Facing Europe in Crisis: Shakespeare's World and Present Challenges
New international programme links early-modern period with the present
In June 2019, the English department of Utrecht University will once again take part in an intensive programme organised by the NEW FACES consortium. They will study the question: what can we learn from Shakespeare’s world about the current crisis in Europe?

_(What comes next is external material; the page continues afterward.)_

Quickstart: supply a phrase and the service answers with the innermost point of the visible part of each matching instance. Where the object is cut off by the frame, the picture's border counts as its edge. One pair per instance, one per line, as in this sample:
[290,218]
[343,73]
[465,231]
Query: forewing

In 2017, we took part in the NEW FACES programme in Szeged, Hungary, and in 2018 in Montpellier, France. The third intensive programme, held under the project’s general title Facing Europe in Crisis: Shakespeare’s World and Present Challenges, will be hosted by the Faculty of Arts and Humanities, University of Porto (Portugal), from the 17th to the 29th June 2019.
International programme
The intensive programme will count on the presence of 60 students and 20 teaching staff from the consortium’s universities; Utrecht will delegate 2 teachers and 7 students. The two-week programme will consist of a series of academic seminars, combined with round-table discussions and extension activities, organised in collaboration with some of the NEW FACES associate partners. A full detailed schedule will be available soon via this link.
NEW FACES
NEW FACES is a European Strategic Partnership that aims to promote historical and literary understanding of the complexities of crises (cultural, linguistic, political, social, religious, and economic), to help face a complex contemporary European context. The multidisciplinary approach will trace similarities of the present developments to, and their differences from, the dynamics of the early modern period (16th-17th centuries).
Hence the focus of the NEW FACES Strategic Partnership on the cultural, political and economic functions of early modern theatre and its wider historical and literary context as global values and principal agents of cultural communication in relation to Europe in Crisis. The salient feature of this perspective is the interaction of Shakespeare’s theatre with local and global contexts which has been significantly influencing popular and mass culture.
At the Faculty of Arts and Humanities (Univ. Porto) New Faces is supported by CETAPS (Centre for English, Translation and Anglo-Portuguese Studies) and coordinated by Rui Carvalho Homem (DEAA).